Early accounts indicate that mobility was an important bison response to human hunters. Both Native-American and Euro-American hunters used caution not to disturb bison herds until a full contingent of hunters could be brought up for a “surround”. Otherwise, the bison were expected to escape over a long distance.

Clearly, human hunting has been a dominant factor in the evolution of modern bison. Thus, there is no basis for considering hunting as “unnatural” for the species. Yet the culling effects of modern hunting may weaken or replace all other forms of natural selection. This threat is exacerbated in today’s bison herds for which intensive management (artificial selection) and small-population effects also weaken and replace natural selection. Excessive levels of hunting, or of any human-applied culling, can impel bison herds away from wildness toward domestication, especially in small herds. (See also the biological definition of wildness on this website.)

Given the above, how do we judiciously apply hunting to bison herds for which maintaining wildness is a goal? Because bison herds vary greatly in size, environments and management objectives, only general principals are offered here.

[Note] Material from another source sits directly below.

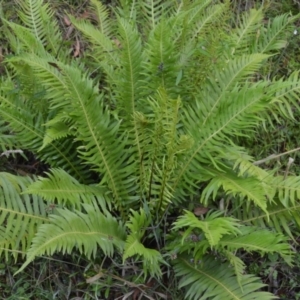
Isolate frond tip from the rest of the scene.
[174,256,277,300]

  1. Allowing for a natural array of mortality will be controversial, but hunting should not be the only form of mortality in a wild bison herd. There is a misguided tendency to consider all other forms of mortality as “a waste of bison.” In the long term, wild predators, winter mortality, diseases and competition play important roles, through natural selection, in maintaining valuable characteristics and gene-based resiliency of wild bison herds.
  2. Use of hunting to stabilize herd size can be excessive. Substantial variation in bison herd size is desirable to allow for periodic differences in natural selection that occur between small and large ecological densities of bison. In the pre-history of bison, human hunting was common, but population stability was not.
  3. Hunting should not alter herd sex ratios far from 50:50. The natural-selection value of abundant bull competition should be retained.
  4. Directing hunter harvests to the younger and oldest bison will minimize effects of hunting in weakening and replacing natural selection. In contrast, harvesting middle-aged bison will emphasize removal of animals that have already faced selection and demonstrated superiority through their juvenile years, but before (especially for males) their full reproductive potential is realized. Wildness is enhanced when most human harvest consists of yearlings and the eldest bison.

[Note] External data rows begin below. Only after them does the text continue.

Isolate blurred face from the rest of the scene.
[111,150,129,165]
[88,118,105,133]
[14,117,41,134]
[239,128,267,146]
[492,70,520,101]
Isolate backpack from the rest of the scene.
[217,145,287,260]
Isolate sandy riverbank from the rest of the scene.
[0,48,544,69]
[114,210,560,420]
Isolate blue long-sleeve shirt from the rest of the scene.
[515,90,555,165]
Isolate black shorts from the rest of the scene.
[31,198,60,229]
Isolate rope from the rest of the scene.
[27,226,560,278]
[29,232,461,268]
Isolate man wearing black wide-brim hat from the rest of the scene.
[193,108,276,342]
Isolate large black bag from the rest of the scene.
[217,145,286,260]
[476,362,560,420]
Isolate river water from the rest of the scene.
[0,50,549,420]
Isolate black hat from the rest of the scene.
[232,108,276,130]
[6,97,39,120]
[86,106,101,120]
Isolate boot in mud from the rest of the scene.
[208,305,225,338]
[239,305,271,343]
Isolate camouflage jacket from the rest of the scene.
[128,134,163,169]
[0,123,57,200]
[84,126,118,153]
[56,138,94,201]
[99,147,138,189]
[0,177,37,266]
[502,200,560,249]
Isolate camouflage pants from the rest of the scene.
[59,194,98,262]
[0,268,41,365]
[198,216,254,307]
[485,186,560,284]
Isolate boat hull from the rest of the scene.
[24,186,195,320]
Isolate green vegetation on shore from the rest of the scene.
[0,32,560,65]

It is desirable to retain hunting as a form of natural selection on any bison herd for which maintaining wildness is a goal. But attempts to use harvest as a tool for maximizing bison production, by controlling herd size and sex-age composition, is an application of livestock management – jeopardizing wild characteristics and leading to domestication.

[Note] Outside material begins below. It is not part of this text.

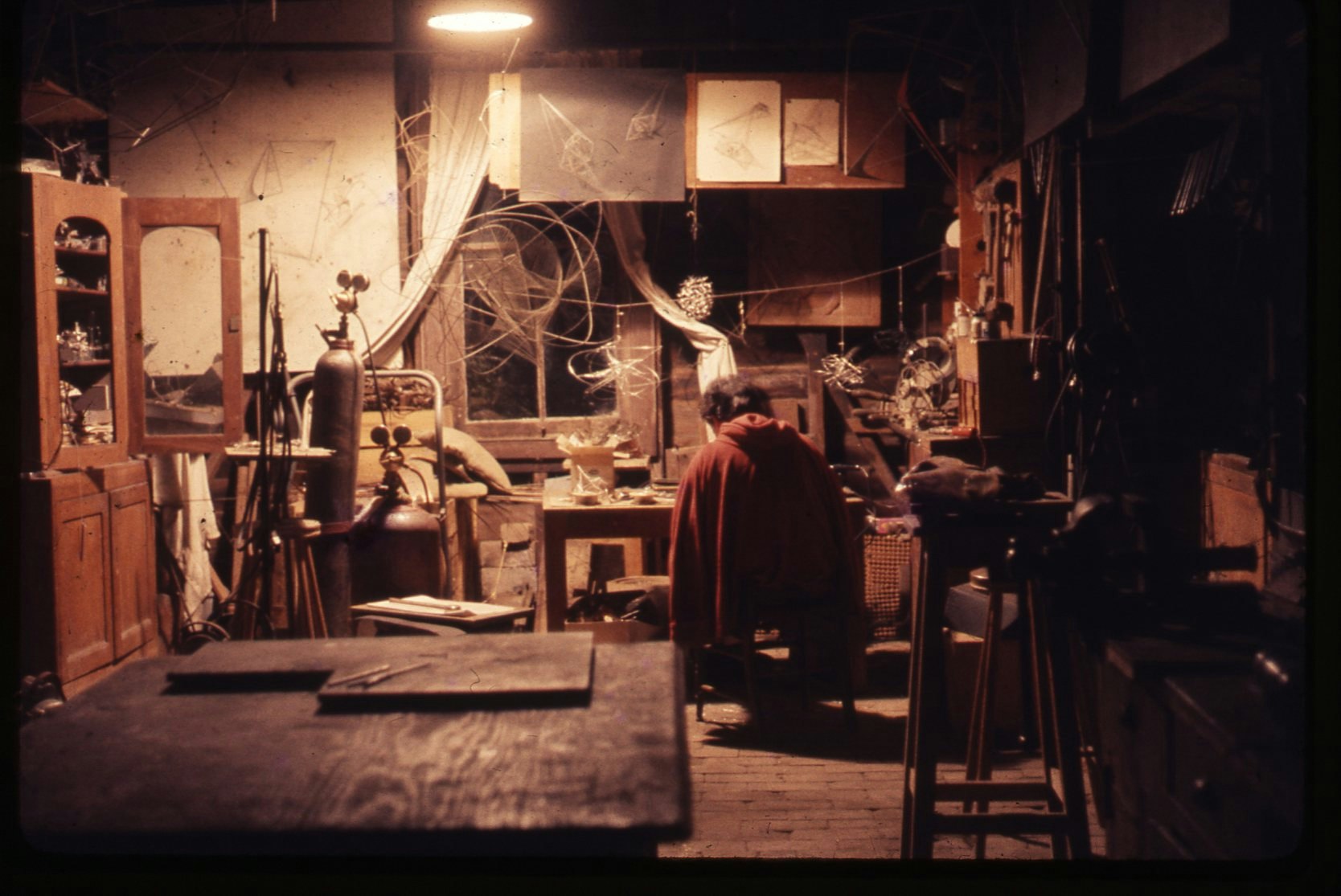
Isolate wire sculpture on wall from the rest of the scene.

For purposes of wildness, it is desirable that some bison succumb to types of natural selection other than hunting. This will be easiest to achieve if the herd is large, permitting considerable human harvest as well as other forms of mortality. By contrast, with a small bison herd, negative genetic effects of small population size (inbreeding and genetic drift) would augment the artificial components of human harvest in weakening and replacing all other forms of natural selection.

 

Bailey, J. A. 2013. American Plains Bison: Rewilding an Icon. Sweetgrass Books, Helena, MT. 238 pp,

_____. 2016. Historic distribution and abundance of bison in the Rocky Mountains of the United States. Intermountain Journal of Sciences 22:36 – 53.